Le Nouveau Parti Anticapitaliste (NPA) révolutionnaires a officialisé, samedi 27 juin 2026, le dépôt d'une troisième candidature d'extrême gauche en vue de l'élection présidentielle de 2027. Cette candidature est portée par Sandrine Rousseau, ouvrière agricole de 42 ans et militante écologiste reconnue.
Une candidature pour rassembler les luttes
Sandrine Rousseau, qui se présente comme « la candidate des invisibles », entend incarner une alternative radicale face à ce qu'elle nomme « le capitalisme vert et la social-démocratie ». Elle déclare : « Nous ne voulons plus d'un système qui détruit les paysans, les ouvriers et la planète. Il est temps de construire une société fondée sur la justice sociale et écologique. »
Cette candidature s'ajoute à celles déjà annoncées par Philippe Poutou pour le NPA et par Jean-Luc Mélenchon pour La France insoumise. Le NPA révolutionnaires, scission du NPA historique, se positionne ainsi comme une force politique distincte, refusant toute alliance avec les partis de gauche modérée.
Un programme radical et écologiste
Le programme de Sandrine Rousseau repose sur trois piliers : la rupture avec le capitalisme, la transition écologique radicale et la démocratie participative. Elle propose notamment la nationalisation des banques et des industries polluantes, la réduction du temps de travail à 32 heures sans perte de salaire, et l'instauration d'une assemblée citoyenne tirée au sort pour contrôler les politiques publiques.

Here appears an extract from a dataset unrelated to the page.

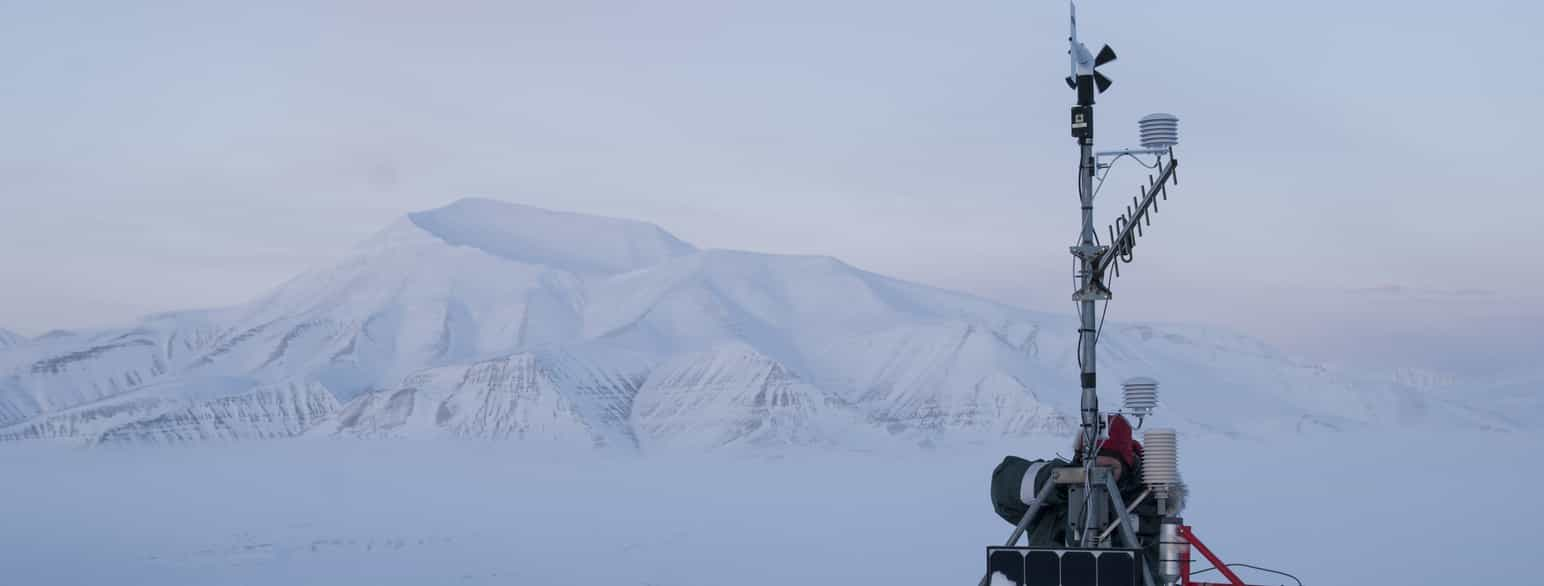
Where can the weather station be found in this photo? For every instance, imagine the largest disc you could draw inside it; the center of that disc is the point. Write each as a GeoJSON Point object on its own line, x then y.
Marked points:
{"type": "Point", "coordinates": [1100, 520]}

Selon un sondage Ifop réalisé en juin 2026, la candidate recueille 3 % des intentions de vote, un score similaire à celui de Philippe Poutou en 2022. Cependant, le NPA révolutionnaires espère capitaliser sur le mécontentement social et écologique pour dépasser ce seuil.
Les réactions à gauche
Cette candidature suscite des critiques au sein de la gauche. Jean-Luc Mélenchon a estimé qu'elle « divise inutilement le camp du progrès », tandis que Philippe Poutou a dénoncé une « candidature concurrente qui affaiblit la lutte anticapitaliste ». De son côté, le Parti socialiste a salué « la diversité des expressions de la gauche », tout en jugeant ce programme « irréaliste ».
Sandrine Rousseau répond à ces critiques : « L'unité ne se fait pas dans la soumission à des appareils politiques, mais dans la convergence des luttes sociales et écologiques. »
Un contexte électoral tendu
L'élection présidentielle de 2027 s'annonce particulièrement disputée. Outre les candidatures de gauche, le camp macroniste devrait présenter un candidat, tandis que l'extrême droite, avec Marine Le Pen et Éric Zemmour, reste en tête des sondages. Selon une enquête de l'institut Kantar, Marine Le Pen obtiendrait 28 % des voix au premier tour, contre 22 % pour le candidat de la majorité présidentielle.
Le NPA révolutionnaires mise sur une dynamique de terrain pour faire entendre sa voix. Sandrine Rousseau prévoit une campagne itinérante à travers les zones rurales et les banlieues, avec des meetings participatifs et des actions de désobéissance civile.